The burn was good; kind of like someone rubbing out a knot in your shoulder. It was a good sort of pain.
It reminded her that she was alive; that there were still simple things in life, honest and straight-foward reactions instead of dishonesty and mind games. She was never one to hide her intentions and even though some people didn't know how to take her, she always tried to make sure others knew where she stood with them. That was the best way; be clear about what you expect from others in the most uncomplicated manner possible.
The desire for simplicity obviously wasn't a family trait. She didn't want to think about Serah and the cruel little game she was playing at the cost of her fiancee almost as much as she didn't want to think about her last day on Pulse. It had been a mistake to go in the first place; she didn't belong with those people anymore.
It was time she just forgot about it now and moved on. She couldn't get involved, none of it was her business, even if she had already crossed the line...
Not that she wanted anyone to get hurt, but sometimes it was unavoidable. There was nothing she could do about Serah and her choices, but Snow didn't deserve what was coming to him, that much was clear. Maybe she'd come to her senses and see what she was throwing away, but it didn't sound like that was an option anymore. Lightning might not know the whole story, but Snow couldn't have done anything to deserve that kind of heartache, especially not from the woman he risked life and limb to return to.
Swishing the amber liquid around in the bottom of the glass in her hand, Lightning sipped thoughtfully, nose wrinkling in distaste, but not from the drink.
She'd never know what any of that would be like, and was sure to be glad for it. Who needed it?
And as for Amodar, she despised his stubbornness.
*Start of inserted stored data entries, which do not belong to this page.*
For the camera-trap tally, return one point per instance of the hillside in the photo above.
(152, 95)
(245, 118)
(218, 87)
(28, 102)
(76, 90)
He could be so incredibly unyielding. Sure, he was her boss, but since he treated all of his subordinates more like friends it was always a surprise when he pulled rank on them. Lightning, however, was never treated like she had been today.
Almost done her vacation, Light failed to see how returning to work a few days early really could be so disruptive.
"You'd think he'd be happy to see me back early..." she muttered, tipping the glass against her lips to drain it.
And just what the hell was she supposed to do for the rest of the weekend?
Setting the glass down on the coffee table, she turned it around and around absently, attempting to clear out her mind. Yawning, she leaned back in the plush chair, the footrest popping out as she pulled a blanket over herself, cuddling into the soft cushions.
Maybe she should catch up on her sleep.
Letting her eyes droop comfortably, the warmth in her belly spread through her body, and soon she drifted off.
Come the morning, however, Lighting would realize that her dreams weren't an escape.